Based on the current polling averages at 538

While the deadline for candidates to contest results in Iowa still isn’t here yet, New Hampshire almost is. Voting will occur on Tuesday – and we’re hoping the results will actually be available in a timely fashion.

Iowa is a complete dumpster fire right now, and the failure of the state party echoes the many failures of the national party over the last decade: most notably, the failure to stop Trump’s ascent to national political supremacy.

While the party admits that many of the results are faulty or based on flawed mathematics, they also appear to be taking a stance that their count is final and cannot be contested further. The acceptance of formal complaints appears to be a mere formality at this point. If I’m wrong, I’ll be pleasantly surprised…

Anyway, these Iowa results seem to have two major winners and one big loser.

The winners are Pete Buttigieg and Bernie Sanders, and the loser is Joe Biden. Both Pete and Sanders are seeing significant gains in last-minute New Hampshire polling, while Joe’s prior standing has utterly collapsed. Just as many on the left predicted, Biden’s campaign relied too heavily on the idea of electability. As soon as he suffered his first defeat, there was no charming personality or popular policy to fall back on.

Pete now has the mantle of electability among centrist Democrats – and he seems to have plenty of allies on non-Fox cable news outlets, as well. He’s exactly the kind of candidate that the op-ed pages at the New York Times and Washington Post have been waiting for. Whether or not he has a fan base beyond that demographic is yet to be seen. There haven’t been a whole lot of national polls since then, but the distribution of the numbers in NH and SC seem to indicate that Pete’s support remains regional (and by regional, I mean that he only does well with white people).

Bernie has also received a modest boost from his strong finish in Iowa. He seems to have picked up some of Biden’s prior supporters – people who liked Bernie’s ideas but feared he couldn’t win elections. Seeing him then defeat their exemplar of electability probably converted at least a few.

Warren’s campaign appears to have run out of steam. Some of her tactics have been questionable at best, and it just doesn’t seem to be working out for her. In particular, she attempted to approach the debate with a fiery tone but moderate solutions. That’s backwards: if your tone implies urgency, then the solutions must be urgent.

Amy Klobuchar appears to have played the act a little better – at least at the debate – as her poll numbers are actually up a little bit despite her poor ranking in Iowa.

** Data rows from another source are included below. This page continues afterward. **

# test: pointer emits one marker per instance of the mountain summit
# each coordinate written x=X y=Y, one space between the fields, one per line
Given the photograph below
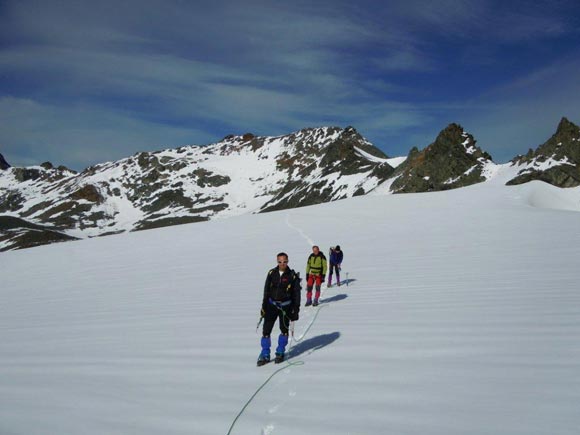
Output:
x=240 y=174
x=557 y=161
x=3 y=163
x=452 y=161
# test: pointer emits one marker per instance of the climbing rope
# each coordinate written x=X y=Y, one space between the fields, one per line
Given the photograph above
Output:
x=294 y=340
x=293 y=363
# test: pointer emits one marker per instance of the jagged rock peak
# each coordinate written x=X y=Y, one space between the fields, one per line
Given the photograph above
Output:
x=565 y=126
x=3 y=163
x=557 y=161
x=451 y=161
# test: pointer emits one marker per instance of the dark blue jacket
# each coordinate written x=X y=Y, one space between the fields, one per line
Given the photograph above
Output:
x=336 y=257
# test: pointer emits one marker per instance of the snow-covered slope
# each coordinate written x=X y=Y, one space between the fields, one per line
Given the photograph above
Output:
x=462 y=316
x=240 y=174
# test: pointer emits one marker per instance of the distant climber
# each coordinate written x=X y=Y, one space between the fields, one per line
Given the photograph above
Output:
x=336 y=256
x=281 y=301
x=315 y=274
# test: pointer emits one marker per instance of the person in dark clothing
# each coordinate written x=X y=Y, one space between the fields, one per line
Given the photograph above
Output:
x=281 y=301
x=336 y=256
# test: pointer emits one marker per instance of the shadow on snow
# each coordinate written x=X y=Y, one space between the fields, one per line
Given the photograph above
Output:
x=334 y=298
x=347 y=281
x=313 y=344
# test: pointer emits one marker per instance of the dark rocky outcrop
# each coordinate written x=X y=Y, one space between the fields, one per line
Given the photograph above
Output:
x=3 y=163
x=21 y=234
x=452 y=161
x=557 y=161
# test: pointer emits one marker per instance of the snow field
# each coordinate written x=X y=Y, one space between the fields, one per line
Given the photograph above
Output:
x=463 y=316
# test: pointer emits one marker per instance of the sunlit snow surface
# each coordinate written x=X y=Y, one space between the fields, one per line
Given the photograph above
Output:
x=462 y=317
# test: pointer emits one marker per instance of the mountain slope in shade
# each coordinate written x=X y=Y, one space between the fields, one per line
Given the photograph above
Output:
x=3 y=163
x=452 y=161
x=240 y=174
x=557 y=161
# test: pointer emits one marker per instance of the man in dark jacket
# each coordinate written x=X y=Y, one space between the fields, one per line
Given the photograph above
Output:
x=281 y=301
x=336 y=257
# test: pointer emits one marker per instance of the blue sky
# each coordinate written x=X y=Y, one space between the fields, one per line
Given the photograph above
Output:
x=86 y=82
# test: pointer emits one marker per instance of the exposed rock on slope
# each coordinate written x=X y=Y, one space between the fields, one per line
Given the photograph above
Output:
x=556 y=162
x=451 y=161
x=238 y=175
x=3 y=163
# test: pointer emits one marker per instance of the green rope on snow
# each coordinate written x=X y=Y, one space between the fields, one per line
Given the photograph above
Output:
x=293 y=363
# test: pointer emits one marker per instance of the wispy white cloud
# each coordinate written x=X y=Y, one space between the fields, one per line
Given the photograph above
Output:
x=169 y=72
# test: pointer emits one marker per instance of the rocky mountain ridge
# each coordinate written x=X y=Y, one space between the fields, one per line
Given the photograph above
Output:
x=557 y=161
x=240 y=174
x=251 y=174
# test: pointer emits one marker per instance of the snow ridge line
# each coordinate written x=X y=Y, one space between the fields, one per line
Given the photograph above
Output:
x=299 y=231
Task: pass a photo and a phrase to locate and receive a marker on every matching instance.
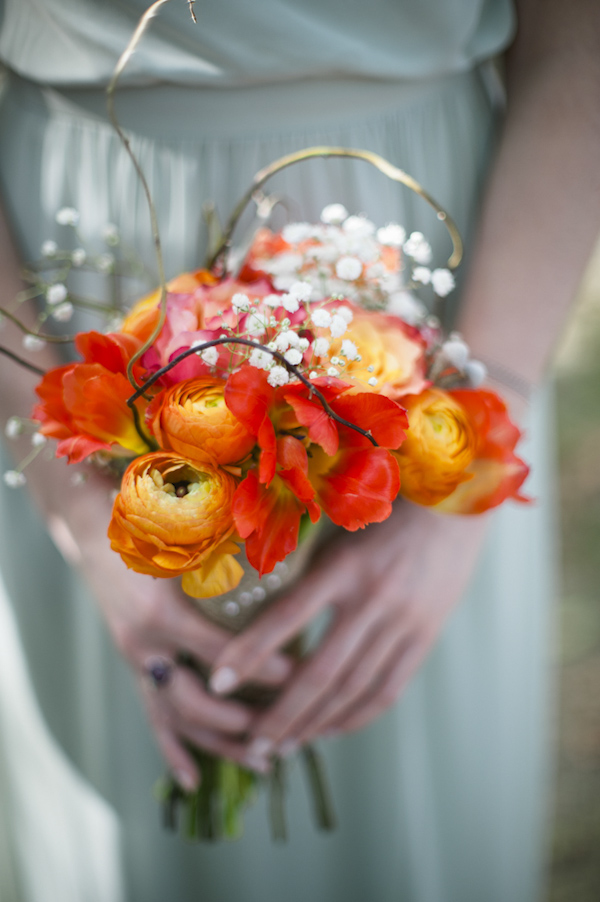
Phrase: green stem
(277, 801)
(323, 804)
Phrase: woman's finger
(193, 707)
(224, 747)
(386, 692)
(246, 655)
(314, 680)
(356, 684)
(174, 621)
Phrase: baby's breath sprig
(277, 355)
(15, 427)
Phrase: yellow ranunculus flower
(173, 517)
(440, 444)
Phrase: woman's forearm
(541, 213)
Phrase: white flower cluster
(342, 255)
(455, 352)
(347, 256)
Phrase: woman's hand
(151, 621)
(390, 590)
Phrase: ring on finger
(159, 671)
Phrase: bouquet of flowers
(296, 380)
(245, 406)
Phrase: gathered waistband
(161, 111)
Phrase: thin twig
(43, 336)
(392, 172)
(110, 105)
(251, 344)
(24, 363)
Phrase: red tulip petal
(360, 488)
(384, 418)
(293, 460)
(249, 397)
(269, 520)
(112, 351)
(77, 447)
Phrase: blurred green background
(575, 864)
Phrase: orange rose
(390, 352)
(143, 316)
(192, 419)
(440, 444)
(173, 517)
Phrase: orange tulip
(84, 405)
(440, 444)
(173, 517)
(192, 419)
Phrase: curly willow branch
(251, 344)
(392, 172)
(110, 105)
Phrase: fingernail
(186, 780)
(288, 748)
(259, 764)
(223, 680)
(260, 747)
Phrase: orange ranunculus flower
(495, 473)
(174, 517)
(84, 405)
(390, 351)
(192, 419)
(441, 443)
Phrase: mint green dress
(444, 798)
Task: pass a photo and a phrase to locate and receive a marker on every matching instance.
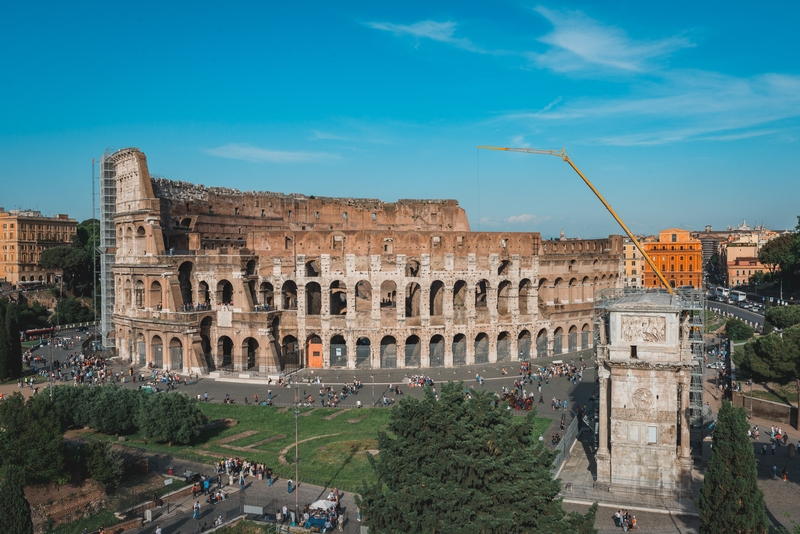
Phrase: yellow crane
(563, 155)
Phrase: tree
(460, 465)
(737, 330)
(15, 511)
(730, 499)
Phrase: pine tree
(15, 512)
(730, 500)
(460, 465)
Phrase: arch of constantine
(214, 278)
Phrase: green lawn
(333, 452)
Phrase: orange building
(678, 255)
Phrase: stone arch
(437, 351)
(413, 292)
(524, 296)
(503, 293)
(313, 299)
(524, 345)
(363, 353)
(176, 354)
(225, 351)
(338, 351)
(481, 348)
(224, 293)
(185, 281)
(437, 298)
(338, 298)
(459, 350)
(289, 295)
(157, 351)
(388, 352)
(249, 353)
(504, 347)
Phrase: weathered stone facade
(645, 364)
(207, 278)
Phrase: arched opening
(176, 354)
(482, 294)
(460, 296)
(524, 294)
(139, 294)
(541, 343)
(225, 293)
(338, 296)
(482, 348)
(388, 353)
(185, 280)
(204, 293)
(412, 268)
(155, 295)
(338, 352)
(266, 295)
(363, 296)
(413, 351)
(504, 347)
(157, 350)
(437, 351)
(312, 268)
(460, 349)
(289, 295)
(314, 351)
(558, 345)
(363, 353)
(290, 351)
(572, 339)
(585, 332)
(503, 291)
(225, 352)
(412, 299)
(388, 294)
(250, 352)
(524, 345)
(437, 298)
(504, 268)
(313, 299)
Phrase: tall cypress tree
(459, 465)
(730, 500)
(15, 511)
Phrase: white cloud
(579, 42)
(254, 154)
(443, 32)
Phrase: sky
(682, 114)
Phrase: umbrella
(322, 504)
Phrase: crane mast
(563, 155)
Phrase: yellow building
(26, 234)
(634, 264)
(678, 256)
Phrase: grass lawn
(333, 451)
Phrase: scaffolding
(108, 243)
(691, 302)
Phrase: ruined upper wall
(297, 212)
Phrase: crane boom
(563, 155)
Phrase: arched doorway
(338, 351)
(388, 353)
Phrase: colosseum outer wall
(210, 278)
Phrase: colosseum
(209, 279)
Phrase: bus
(738, 296)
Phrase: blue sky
(683, 114)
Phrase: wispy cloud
(443, 32)
(578, 42)
(255, 154)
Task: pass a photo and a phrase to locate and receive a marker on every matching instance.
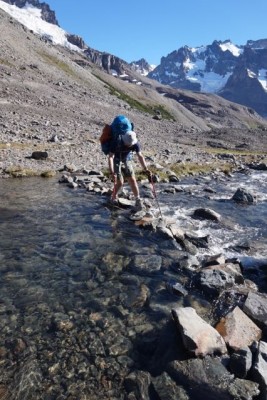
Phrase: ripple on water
(85, 289)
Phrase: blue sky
(151, 29)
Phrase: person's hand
(113, 177)
(148, 174)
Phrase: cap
(129, 138)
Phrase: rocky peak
(238, 73)
(141, 66)
(47, 14)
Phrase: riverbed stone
(238, 330)
(260, 368)
(243, 196)
(256, 307)
(241, 389)
(206, 213)
(198, 336)
(213, 281)
(231, 269)
(215, 259)
(138, 383)
(241, 362)
(147, 263)
(205, 378)
(166, 388)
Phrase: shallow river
(82, 289)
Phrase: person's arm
(142, 161)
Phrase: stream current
(82, 289)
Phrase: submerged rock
(242, 196)
(238, 330)
(198, 336)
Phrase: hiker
(121, 166)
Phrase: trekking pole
(155, 194)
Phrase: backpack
(112, 134)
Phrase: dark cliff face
(237, 73)
(47, 14)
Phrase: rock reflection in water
(85, 312)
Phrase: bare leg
(118, 184)
(133, 184)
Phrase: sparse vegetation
(137, 104)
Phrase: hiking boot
(114, 202)
(138, 205)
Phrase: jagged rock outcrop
(77, 41)
(47, 14)
(141, 66)
(237, 73)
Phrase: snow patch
(30, 17)
(236, 51)
(262, 77)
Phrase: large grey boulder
(198, 336)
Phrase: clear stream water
(65, 256)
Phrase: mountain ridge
(51, 90)
(236, 73)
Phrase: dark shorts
(124, 168)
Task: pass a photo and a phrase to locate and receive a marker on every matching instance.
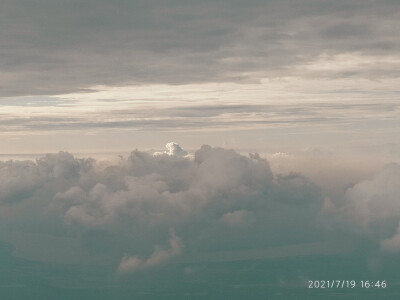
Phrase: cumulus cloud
(132, 263)
(172, 149)
(236, 218)
(120, 212)
(127, 206)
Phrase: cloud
(216, 200)
(120, 212)
(236, 218)
(132, 263)
(173, 149)
(54, 47)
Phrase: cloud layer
(145, 210)
(53, 47)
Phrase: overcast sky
(107, 76)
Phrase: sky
(218, 149)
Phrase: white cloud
(130, 264)
(236, 218)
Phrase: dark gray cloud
(195, 117)
(50, 47)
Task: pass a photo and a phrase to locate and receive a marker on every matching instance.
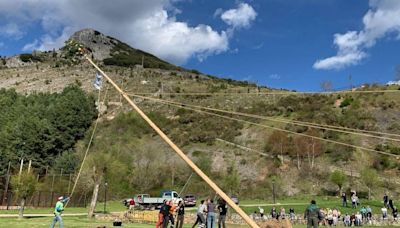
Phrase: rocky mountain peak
(100, 44)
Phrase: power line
(179, 152)
(277, 120)
(276, 93)
(270, 127)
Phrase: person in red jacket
(131, 205)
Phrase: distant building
(393, 83)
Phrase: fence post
(7, 183)
(37, 205)
(52, 191)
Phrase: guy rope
(192, 165)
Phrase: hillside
(146, 164)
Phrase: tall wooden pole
(192, 165)
(20, 169)
(29, 166)
(7, 183)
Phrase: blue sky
(278, 43)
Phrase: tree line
(42, 126)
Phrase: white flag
(98, 81)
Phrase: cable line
(275, 119)
(270, 127)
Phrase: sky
(290, 44)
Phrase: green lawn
(300, 203)
(112, 206)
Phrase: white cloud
(148, 25)
(240, 17)
(11, 30)
(381, 20)
(274, 76)
(31, 46)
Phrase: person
(390, 204)
(210, 214)
(335, 215)
(261, 210)
(346, 220)
(58, 209)
(223, 209)
(291, 214)
(273, 213)
(384, 212)
(394, 213)
(312, 215)
(363, 212)
(329, 217)
(200, 215)
(181, 214)
(163, 214)
(254, 215)
(131, 205)
(344, 200)
(358, 219)
(352, 219)
(171, 214)
(282, 214)
(369, 212)
(354, 201)
(385, 200)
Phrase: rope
(276, 93)
(271, 127)
(179, 152)
(302, 123)
(88, 145)
(271, 119)
(184, 186)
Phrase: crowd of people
(209, 214)
(206, 214)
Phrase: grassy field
(82, 223)
(299, 204)
(249, 206)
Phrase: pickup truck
(148, 202)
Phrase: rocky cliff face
(100, 44)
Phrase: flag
(98, 81)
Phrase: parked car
(190, 200)
(146, 201)
(235, 199)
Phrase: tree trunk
(369, 193)
(94, 198)
(298, 161)
(313, 152)
(308, 156)
(21, 208)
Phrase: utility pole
(20, 169)
(350, 80)
(7, 183)
(29, 166)
(273, 191)
(105, 197)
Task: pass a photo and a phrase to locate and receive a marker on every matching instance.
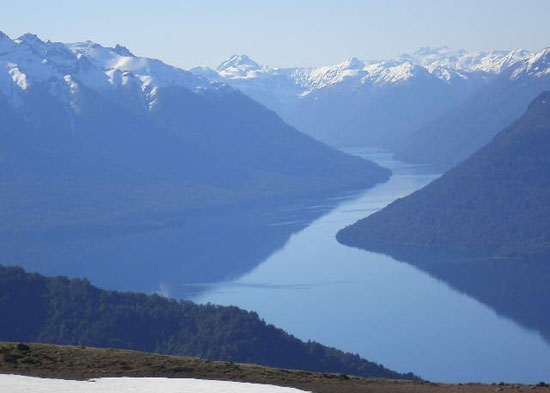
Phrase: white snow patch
(22, 384)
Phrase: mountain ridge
(495, 203)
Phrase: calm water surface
(385, 310)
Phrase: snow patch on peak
(122, 51)
(353, 63)
(239, 61)
(29, 38)
(537, 65)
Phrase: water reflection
(174, 257)
(514, 288)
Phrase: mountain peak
(239, 61)
(353, 63)
(123, 51)
(30, 38)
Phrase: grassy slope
(68, 362)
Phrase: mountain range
(94, 135)
(436, 106)
(495, 203)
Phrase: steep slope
(62, 311)
(96, 136)
(377, 103)
(455, 135)
(496, 203)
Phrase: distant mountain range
(73, 312)
(435, 106)
(94, 136)
(496, 203)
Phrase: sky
(283, 33)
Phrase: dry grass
(69, 362)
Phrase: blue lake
(388, 311)
(443, 319)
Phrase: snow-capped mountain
(96, 133)
(472, 123)
(64, 68)
(381, 103)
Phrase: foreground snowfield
(20, 384)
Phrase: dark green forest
(496, 203)
(57, 310)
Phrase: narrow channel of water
(385, 310)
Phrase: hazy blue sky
(283, 32)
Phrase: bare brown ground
(69, 362)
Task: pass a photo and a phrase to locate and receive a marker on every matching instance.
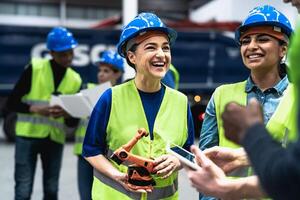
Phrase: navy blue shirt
(94, 141)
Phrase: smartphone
(183, 155)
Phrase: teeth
(254, 56)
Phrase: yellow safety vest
(126, 117)
(42, 87)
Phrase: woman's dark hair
(282, 68)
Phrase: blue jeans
(26, 153)
(85, 178)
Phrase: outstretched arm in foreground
(211, 180)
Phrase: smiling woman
(263, 38)
(143, 102)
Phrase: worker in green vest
(40, 128)
(110, 68)
(277, 167)
(263, 38)
(142, 102)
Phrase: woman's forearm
(101, 164)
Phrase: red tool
(139, 174)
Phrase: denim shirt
(269, 100)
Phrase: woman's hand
(208, 178)
(165, 165)
(227, 159)
(122, 178)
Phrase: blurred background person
(110, 68)
(40, 127)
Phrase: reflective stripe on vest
(42, 87)
(79, 136)
(157, 193)
(40, 120)
(81, 129)
(123, 124)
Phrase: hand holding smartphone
(185, 157)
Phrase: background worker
(110, 68)
(263, 38)
(40, 127)
(145, 43)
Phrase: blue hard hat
(60, 39)
(112, 58)
(265, 15)
(142, 23)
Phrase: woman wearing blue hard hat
(263, 38)
(143, 102)
(40, 128)
(110, 68)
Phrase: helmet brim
(171, 33)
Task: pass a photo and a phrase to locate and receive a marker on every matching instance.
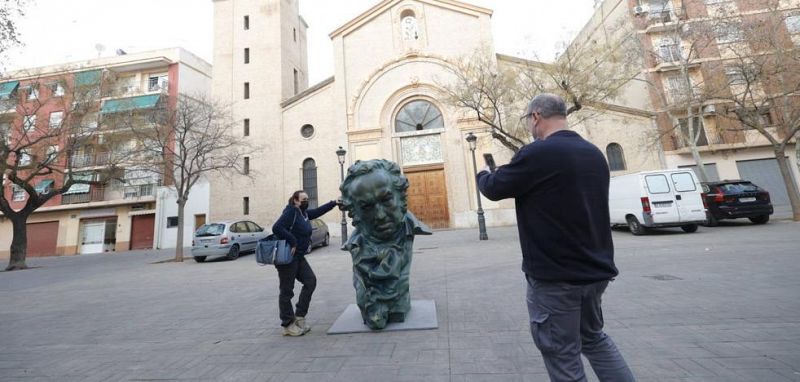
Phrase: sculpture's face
(377, 205)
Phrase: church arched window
(616, 158)
(418, 115)
(310, 181)
(409, 26)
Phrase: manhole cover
(663, 277)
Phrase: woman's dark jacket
(294, 225)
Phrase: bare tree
(588, 75)
(38, 155)
(188, 139)
(762, 91)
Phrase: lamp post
(340, 153)
(473, 140)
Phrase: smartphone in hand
(489, 159)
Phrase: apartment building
(692, 54)
(129, 207)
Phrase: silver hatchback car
(228, 238)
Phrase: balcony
(95, 194)
(139, 191)
(89, 160)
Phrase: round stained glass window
(418, 115)
(307, 131)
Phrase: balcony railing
(95, 194)
(88, 160)
(139, 191)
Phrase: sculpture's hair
(295, 196)
(399, 182)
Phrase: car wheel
(636, 228)
(233, 253)
(689, 228)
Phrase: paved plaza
(722, 304)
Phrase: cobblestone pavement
(717, 305)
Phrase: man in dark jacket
(293, 226)
(560, 186)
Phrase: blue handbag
(271, 250)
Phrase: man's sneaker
(293, 330)
(301, 323)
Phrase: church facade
(384, 101)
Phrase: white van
(662, 198)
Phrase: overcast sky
(60, 31)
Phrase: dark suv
(732, 199)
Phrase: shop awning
(7, 88)
(80, 188)
(91, 77)
(132, 103)
(43, 186)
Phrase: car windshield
(210, 230)
(733, 188)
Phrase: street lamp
(473, 140)
(340, 153)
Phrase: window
(669, 50)
(56, 118)
(172, 222)
(409, 26)
(616, 158)
(51, 154)
(678, 89)
(17, 193)
(418, 115)
(296, 81)
(657, 184)
(683, 181)
(158, 83)
(33, 92)
(24, 158)
(310, 181)
(735, 75)
(793, 23)
(57, 90)
(307, 131)
(29, 123)
(729, 32)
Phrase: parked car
(663, 198)
(733, 199)
(228, 238)
(320, 237)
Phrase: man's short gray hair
(548, 105)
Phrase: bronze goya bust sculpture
(374, 194)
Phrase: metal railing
(95, 194)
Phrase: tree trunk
(791, 186)
(179, 240)
(19, 244)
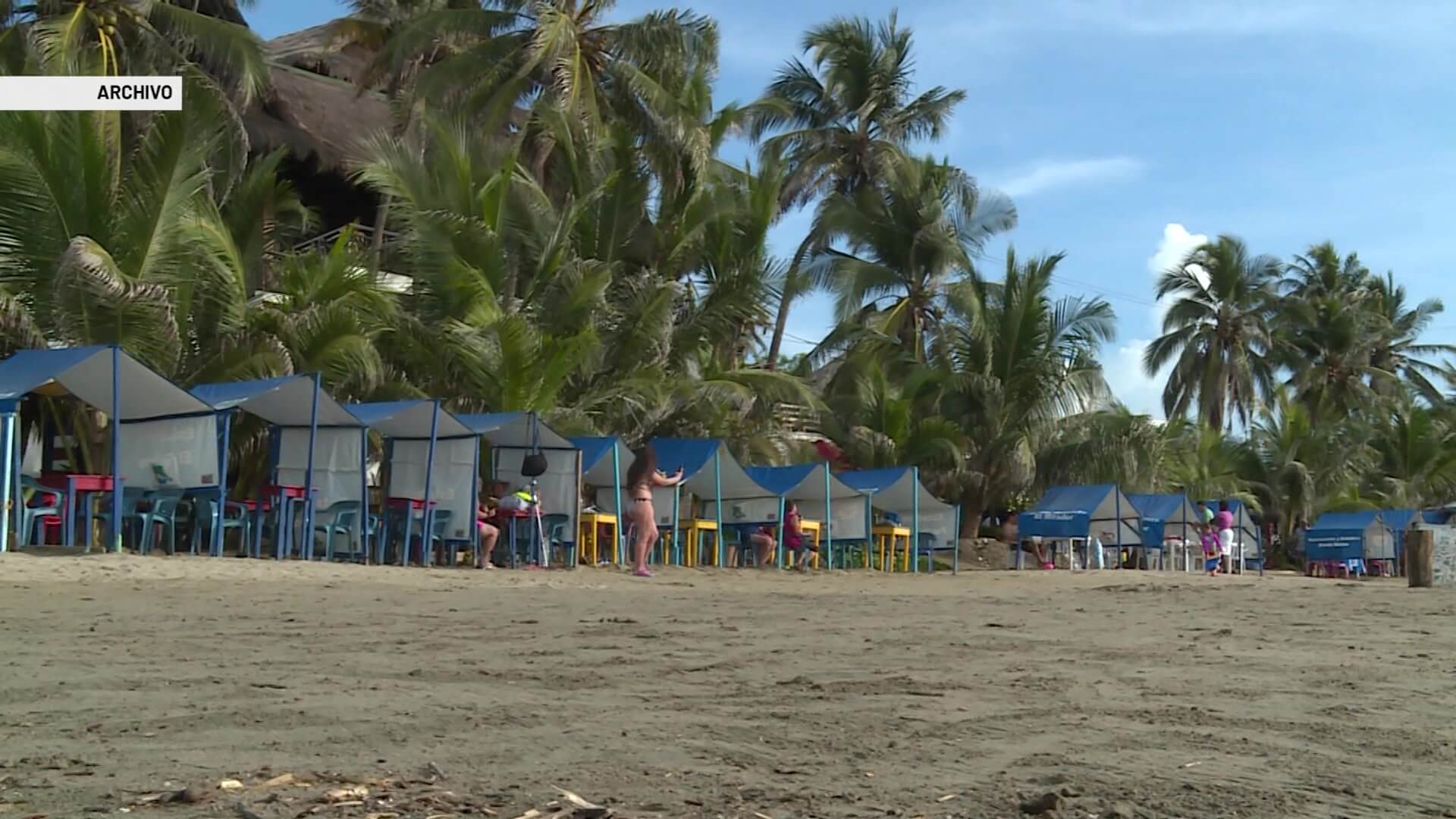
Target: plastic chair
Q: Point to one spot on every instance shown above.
(341, 519)
(554, 528)
(929, 545)
(130, 497)
(202, 523)
(36, 509)
(164, 513)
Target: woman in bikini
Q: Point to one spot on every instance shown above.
(642, 479)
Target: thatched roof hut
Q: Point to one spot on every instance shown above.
(313, 107)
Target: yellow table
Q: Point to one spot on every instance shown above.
(693, 541)
(807, 526)
(887, 535)
(590, 521)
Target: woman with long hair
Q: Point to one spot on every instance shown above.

New Hampshire is just around the corner, and hopefully in a few days we’ll have new insights in to the race for the Democratic Party’s presidential nomination. Right now it definitely looks like a contest between Pete Buttigieg and Bernie Sanders, but Pete has big weaknesses once we leave the midwest and rural New England. In the national rankings, Bernie looks increasingly dominant – and his path to nomination seems to be laid out with little to stand in his way.